Maksim Levin

Personal information
- Full name: Maksim Yuryevich Levin
- Date of birth: 6 May 1999 (age 26)
- Place of birth: Saint Petersburg, Russia
- Height: 1.78 m (5 ft 10 in)
- Position: Midfielder

Youth career
- 0000–2019: Zenit Saint Petersburg

Senior career*
- Years: Team / Apps / (Gls)
- 2018–2021: Zenit-2 Saint Petersburg / 24 / (3)
- 2021: Zenit Saint Petersburg / 0 / (0)
- 2021–2022: Zvezda Saint Petersburg / 20 / (1)
- 2022–2023: Murom / 28 / (6)
- 2023: Leningradets / 5 / (0)
- 2024: Murom / 17 / (0)
- 2024: Chayka Peschanokopskoye / 7 / (0)
- 2025: Spartak Tambov / 27 / (1)

International career
- 2015: Russia U16 / 3 / (0)

= Maksim Levin =

Russian footballer

Maksim Yuryevich Levin (Максим Юрьевич Левин; born 6 May 1999) is a Russian football player.

==Club career==
He made his debut in the Russian Football National League for Zenit-2 Saint Petersburg on 3 March 2019 in a game against Shinnik Yaroslavl, as a 66th-minute substitute for Daniil Shamkin.

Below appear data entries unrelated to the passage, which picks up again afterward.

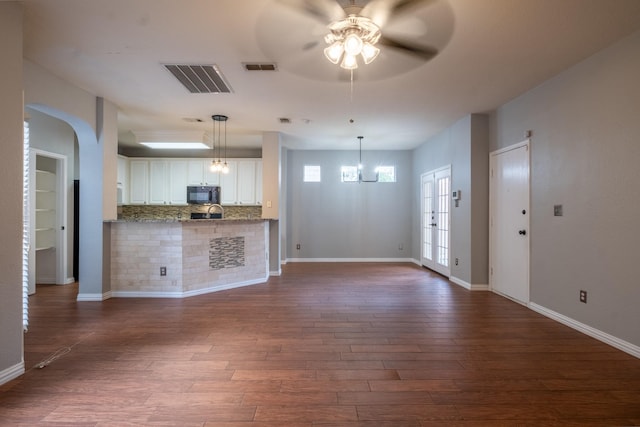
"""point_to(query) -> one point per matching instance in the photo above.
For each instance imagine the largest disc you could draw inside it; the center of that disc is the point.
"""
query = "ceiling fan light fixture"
(353, 44)
(349, 62)
(334, 52)
(350, 37)
(369, 53)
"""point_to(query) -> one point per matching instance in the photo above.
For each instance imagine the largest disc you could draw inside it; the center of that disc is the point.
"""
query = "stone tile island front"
(182, 258)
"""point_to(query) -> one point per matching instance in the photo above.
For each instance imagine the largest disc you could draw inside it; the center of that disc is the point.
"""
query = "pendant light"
(216, 164)
(360, 166)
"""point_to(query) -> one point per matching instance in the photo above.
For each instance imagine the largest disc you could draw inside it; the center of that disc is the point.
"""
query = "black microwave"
(203, 195)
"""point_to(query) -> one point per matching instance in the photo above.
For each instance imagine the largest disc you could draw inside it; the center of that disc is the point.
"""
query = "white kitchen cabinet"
(168, 182)
(139, 182)
(123, 180)
(246, 182)
(228, 184)
(258, 182)
(165, 181)
(178, 182)
(158, 182)
(199, 173)
(210, 177)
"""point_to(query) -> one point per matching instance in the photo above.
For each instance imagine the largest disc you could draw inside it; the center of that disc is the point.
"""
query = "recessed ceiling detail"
(269, 66)
(199, 78)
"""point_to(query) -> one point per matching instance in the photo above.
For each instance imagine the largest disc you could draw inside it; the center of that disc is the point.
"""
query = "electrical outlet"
(583, 296)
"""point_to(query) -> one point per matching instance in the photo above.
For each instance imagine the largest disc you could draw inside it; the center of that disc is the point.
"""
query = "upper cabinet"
(138, 182)
(246, 183)
(177, 187)
(165, 181)
(123, 180)
(229, 184)
(199, 173)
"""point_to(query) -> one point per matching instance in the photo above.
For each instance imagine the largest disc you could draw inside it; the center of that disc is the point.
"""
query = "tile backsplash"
(184, 212)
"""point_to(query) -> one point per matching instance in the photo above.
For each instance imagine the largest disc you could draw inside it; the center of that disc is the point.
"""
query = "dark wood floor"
(323, 345)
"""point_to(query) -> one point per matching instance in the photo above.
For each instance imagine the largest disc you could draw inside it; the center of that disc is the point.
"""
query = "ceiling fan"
(356, 30)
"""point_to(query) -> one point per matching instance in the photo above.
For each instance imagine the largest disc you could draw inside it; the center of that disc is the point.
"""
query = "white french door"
(509, 222)
(436, 220)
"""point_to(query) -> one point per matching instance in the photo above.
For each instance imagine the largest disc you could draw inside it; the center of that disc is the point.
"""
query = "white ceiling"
(490, 52)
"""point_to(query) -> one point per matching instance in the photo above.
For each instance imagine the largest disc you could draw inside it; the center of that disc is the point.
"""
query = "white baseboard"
(94, 297)
(11, 373)
(349, 260)
(625, 346)
(469, 286)
(159, 294)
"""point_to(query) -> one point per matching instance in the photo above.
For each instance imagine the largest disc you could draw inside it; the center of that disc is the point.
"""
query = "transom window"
(311, 173)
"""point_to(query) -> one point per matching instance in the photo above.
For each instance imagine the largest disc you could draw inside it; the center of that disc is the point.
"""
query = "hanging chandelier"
(350, 37)
(216, 164)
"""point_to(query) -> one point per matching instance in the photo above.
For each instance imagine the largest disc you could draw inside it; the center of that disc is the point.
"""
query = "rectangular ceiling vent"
(252, 66)
(199, 78)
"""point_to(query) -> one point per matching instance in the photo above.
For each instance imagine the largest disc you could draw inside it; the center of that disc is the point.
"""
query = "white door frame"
(493, 238)
(433, 264)
(61, 215)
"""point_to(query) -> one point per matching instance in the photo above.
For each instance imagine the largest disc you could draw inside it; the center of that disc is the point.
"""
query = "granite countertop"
(182, 220)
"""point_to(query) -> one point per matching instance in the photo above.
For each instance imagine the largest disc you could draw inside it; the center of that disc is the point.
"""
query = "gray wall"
(464, 146)
(585, 155)
(11, 161)
(332, 219)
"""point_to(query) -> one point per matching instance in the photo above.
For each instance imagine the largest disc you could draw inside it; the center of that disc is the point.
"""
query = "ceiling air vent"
(199, 78)
(259, 66)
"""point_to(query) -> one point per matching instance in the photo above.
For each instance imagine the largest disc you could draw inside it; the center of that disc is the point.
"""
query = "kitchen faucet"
(219, 207)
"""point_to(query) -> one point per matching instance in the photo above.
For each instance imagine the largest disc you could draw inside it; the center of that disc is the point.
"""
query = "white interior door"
(436, 220)
(509, 223)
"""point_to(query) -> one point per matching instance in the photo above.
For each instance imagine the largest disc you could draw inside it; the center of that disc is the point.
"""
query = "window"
(386, 173)
(311, 173)
(349, 174)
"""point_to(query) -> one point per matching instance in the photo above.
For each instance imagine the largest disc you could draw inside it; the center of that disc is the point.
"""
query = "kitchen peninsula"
(176, 258)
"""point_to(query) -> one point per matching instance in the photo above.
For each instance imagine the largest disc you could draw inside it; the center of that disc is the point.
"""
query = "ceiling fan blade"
(325, 10)
(381, 11)
(423, 52)
(404, 6)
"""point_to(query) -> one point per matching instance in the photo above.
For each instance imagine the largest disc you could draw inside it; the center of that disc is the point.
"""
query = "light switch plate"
(557, 210)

He was called up to the senior team of Zenit Saint Petersburg in February 2021 for a Russian Cup game against Arsenal Tula, but remained on the bench.

In the summer of 2022, signed a contract with Murom. On 16 July, in debut game for the new club, he scored a goal against Tekstilshchik Ivanovo.